Morning glory plant (Ipomoea purpurea or Convolvulus purpurea) are a common sight in many landscapes in any number of species within the Calystegia, Convolvulus, Ipomoea, Merrimia, Rivea, Astripomoea genera, the family Convolvulaceae. There are over 1000 species to the family. The Ipomoea genus is a large one with over 500 species, the familiar sweet potato (Ipomoea batatas) being one of the notable, though less showy members. Morning glory includes perennials, biennials and annuals. Morning glories originated in the tropics where they are perennials. In colder climates, they are grown as annuals. But some species can survive the winter cold. There are some species, which are strictly annual (eg Ipomoea nil) producing many seeds, and some perennial species (eg Ipomoea indica) which are propagated through cuttings.

There are the night blooming species of the morning glory, Moonflowers (Ipomoea alba, Ipomoea muricata) feature fragrant flowers that open from sundown to sun rise. Some varieties are described as noxious weed in some areas. The fast growing vining plants can also make lovely additions to the garden, if kept in check.

Gardeners looking for a vigorous vine to cover a wall or trellis in only one season will be delighted with Ipomoea. Because of their fast growth, twining habit, attractive flowers and tolerance for dry soils, they are low maintenance. Except for Ipomoea alba which prefers rich soils, but most Ipomoea tricolor cultivars prefer soils not too rich, otherwise you will get an abundance of foliage and few flowers. They are not water lovers either, and will do with average precipitation. Some morning glories are excellent for creating shade on building walls when trellised, thus keeping the building cooler during the heat.

In tropical and subtropical regions, you can train as climbers over a pergola, an arch, or as dense groundcover. The vine grows quickly up to 15 feet in one season. Morning glories seeds are easy to direct sow in sunny gardens or containers, where once they takeoff, they bloom prolifically.
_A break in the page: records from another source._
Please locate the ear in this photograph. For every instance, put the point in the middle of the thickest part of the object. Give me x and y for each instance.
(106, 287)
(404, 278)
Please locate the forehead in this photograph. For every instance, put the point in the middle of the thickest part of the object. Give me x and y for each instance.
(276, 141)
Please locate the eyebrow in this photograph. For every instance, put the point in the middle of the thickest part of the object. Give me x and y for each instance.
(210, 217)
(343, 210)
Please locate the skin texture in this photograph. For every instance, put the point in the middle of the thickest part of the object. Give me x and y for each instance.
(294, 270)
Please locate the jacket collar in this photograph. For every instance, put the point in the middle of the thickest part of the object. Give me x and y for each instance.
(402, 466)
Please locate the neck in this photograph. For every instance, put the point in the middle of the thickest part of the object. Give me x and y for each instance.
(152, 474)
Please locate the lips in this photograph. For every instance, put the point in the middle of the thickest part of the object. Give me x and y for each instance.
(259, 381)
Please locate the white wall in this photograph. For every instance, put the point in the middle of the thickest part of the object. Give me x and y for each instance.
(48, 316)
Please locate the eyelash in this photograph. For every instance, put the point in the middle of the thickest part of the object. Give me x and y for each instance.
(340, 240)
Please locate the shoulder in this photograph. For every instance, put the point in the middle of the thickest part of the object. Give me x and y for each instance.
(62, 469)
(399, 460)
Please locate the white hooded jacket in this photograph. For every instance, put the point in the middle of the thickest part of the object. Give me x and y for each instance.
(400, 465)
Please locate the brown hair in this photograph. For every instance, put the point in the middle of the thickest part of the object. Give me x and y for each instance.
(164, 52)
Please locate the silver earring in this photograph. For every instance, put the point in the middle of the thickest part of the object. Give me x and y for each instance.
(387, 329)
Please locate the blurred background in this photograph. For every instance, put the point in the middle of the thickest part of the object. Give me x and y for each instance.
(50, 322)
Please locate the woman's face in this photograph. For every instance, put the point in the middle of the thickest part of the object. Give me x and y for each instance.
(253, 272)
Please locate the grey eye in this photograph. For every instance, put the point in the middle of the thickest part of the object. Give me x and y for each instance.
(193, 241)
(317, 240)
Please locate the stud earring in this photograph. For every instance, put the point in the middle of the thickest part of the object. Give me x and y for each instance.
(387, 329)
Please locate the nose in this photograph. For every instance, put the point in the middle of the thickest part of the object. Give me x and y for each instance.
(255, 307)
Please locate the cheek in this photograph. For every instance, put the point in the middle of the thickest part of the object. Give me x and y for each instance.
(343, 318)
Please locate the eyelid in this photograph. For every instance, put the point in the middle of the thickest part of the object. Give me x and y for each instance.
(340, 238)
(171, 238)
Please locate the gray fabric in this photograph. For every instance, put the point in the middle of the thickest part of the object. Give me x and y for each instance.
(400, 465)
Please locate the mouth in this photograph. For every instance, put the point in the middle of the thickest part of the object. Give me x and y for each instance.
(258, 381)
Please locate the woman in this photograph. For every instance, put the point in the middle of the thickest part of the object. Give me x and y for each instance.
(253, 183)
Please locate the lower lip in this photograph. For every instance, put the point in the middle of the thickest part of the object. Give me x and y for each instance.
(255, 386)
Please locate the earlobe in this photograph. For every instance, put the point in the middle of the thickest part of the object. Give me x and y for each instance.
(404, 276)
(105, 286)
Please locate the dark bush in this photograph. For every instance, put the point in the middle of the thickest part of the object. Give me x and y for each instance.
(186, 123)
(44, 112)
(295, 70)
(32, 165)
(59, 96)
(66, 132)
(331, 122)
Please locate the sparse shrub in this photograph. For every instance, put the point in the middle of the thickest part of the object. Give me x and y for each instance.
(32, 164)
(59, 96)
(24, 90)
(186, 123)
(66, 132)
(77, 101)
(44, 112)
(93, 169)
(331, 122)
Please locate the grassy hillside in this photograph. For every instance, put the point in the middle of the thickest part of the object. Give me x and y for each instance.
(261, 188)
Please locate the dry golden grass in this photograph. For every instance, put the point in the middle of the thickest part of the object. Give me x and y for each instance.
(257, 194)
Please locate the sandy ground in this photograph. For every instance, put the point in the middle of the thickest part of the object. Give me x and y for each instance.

Popular varieties in contemporary cultivation include ‘Sun Spots’, ‘Heavenly Blue’, ‘Moonflower’, ‘the Cypress Vine’, and ‘Cardinal Climber’. The ‘Cypress Vine’ is a hybrid with the ‘Cypress Climber’ as one of the parents. Most of the cultivars on the market descended from Ipomoea tricolor. ‘Heavenly Blue’ are the classic morning glories with rich azure flowers with white throats. It climbs up to 12 feet. If you prefer red, purples as Ipomoea cultivar, you might like ‘Scarlet O’ Hara’, ‘Scarlet Star’, ‘Morning Star’, ‘Crimson Rambler’, or ‘Mt Fuji’, or ‘Grandpa Otts’. ‘Flying Saucers’ is a stunning mutation of ‘Pearly Gates’ which was a pure white mutation of ‘Heavenly Blue’.

These are huge and vigorous vines that can grow 8-10 feet, so you’ll need a large trellis. Because they produce large spectacular white fragrant flowers as the sun goes down, and sometimes on cloudy days. Moonflowers are perfect to grow in an outdoor eating area, near a bedroom window, where their fragrance can sweeten the night air. Try growing morning glory with moonflower for a continuous spectacular flowering display. The morning glory will flower all day and then the moonflower will take over as the sun goes down and last through the night till sunrise.

Regardless of what cultivar you choose, you won’t be disappointed in the irrepressible climber that well deserves it’s name, ‘Morning Glory’.